Henry Hart lists 13 works that absolutely, positively should be included in any post-WWII anthology of American literature. (He also explains why one didn't make it.)
  • Death of a Salesman. Arthur Miller’s classic play about the tragic consequences of the American dream (and especially the dream of financial success).
  • “The Quaker Graveyard in Nantucket.” Robert Lowell’s allegorical poem in which Captain Ahab plays the role of a violent America that will stop at nothing to achieve its goals.
  • “A Good Man is Hard to Find.” Flannery O’Connor’s story set in the South that juxtaposes grace and violent crime.
  • “Howl.” Allen Ginsberg’s poem about the American counterculture—its visionary quests and mad excesses—before it officially became the counterculture of the 1960s.
  • “The Swimmer.” John Cheever’s short story that documents the epic journey of a suburban American that turns out to be a kind of alcoholic delusion.
  • “Daddy.” Sylvia Plath’s playful, but ultimately vociferous assault on the patriarchal tradition represented by her father and her famous husband, Ted Hughes.
  • “Diving into the Wreck.” Adrienne Rich’s examination of feminine myths, the destruction they have caused in the past, and the need to revise them.
  • A Streetcar Named Desire. Tennessee Williams’s ferocious drama set in New Orleans that centers on the dreamy, neurotic Blanche DuBois and the hard-hitting realist Stanley Kowalski. (I included and wrote about this play, and then was told, as I remember, that Norton had the rights to the play and therefore I couldn’t include it. So, instead, I included Williams’s The Glass Menagerie.)

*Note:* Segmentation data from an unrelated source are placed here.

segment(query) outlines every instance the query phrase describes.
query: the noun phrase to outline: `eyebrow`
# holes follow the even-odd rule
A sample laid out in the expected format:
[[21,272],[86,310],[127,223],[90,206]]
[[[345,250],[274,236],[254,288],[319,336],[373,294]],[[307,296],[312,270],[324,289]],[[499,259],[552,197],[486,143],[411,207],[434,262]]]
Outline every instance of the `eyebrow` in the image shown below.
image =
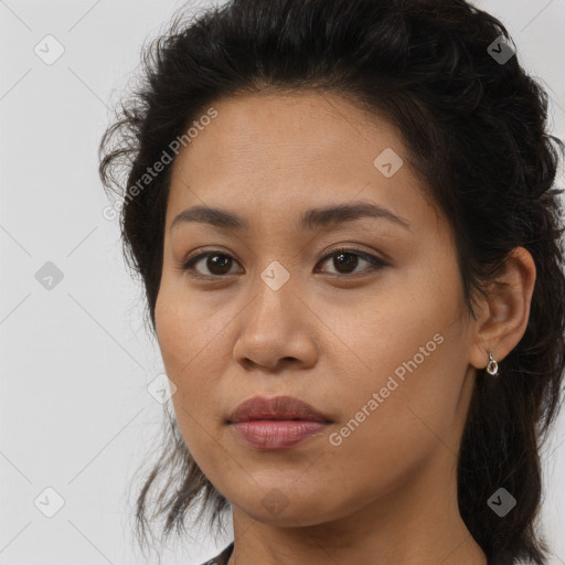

  •  “I Have a Dream.” Martin Luther King’s stirring speech that urges all Americans to abide by their country’s foundational principles of freedom and justice for all.
  • Angels in America. Tony Kushner’s controversial play dealing with AIDS and many other aspects of 1980s America.
  • “Sonny’s Blues.” James Baldwin story that recounts the different ways two African-American brothers cope with racism.
  • “The Things They Carried.” Tim O’Brien’s candid story about the realities of the Vietnam War.
  • “Saint Marie.” Louise Erdrich’s tale of a young woman’s conflict between her Native American community and Christian obsessions.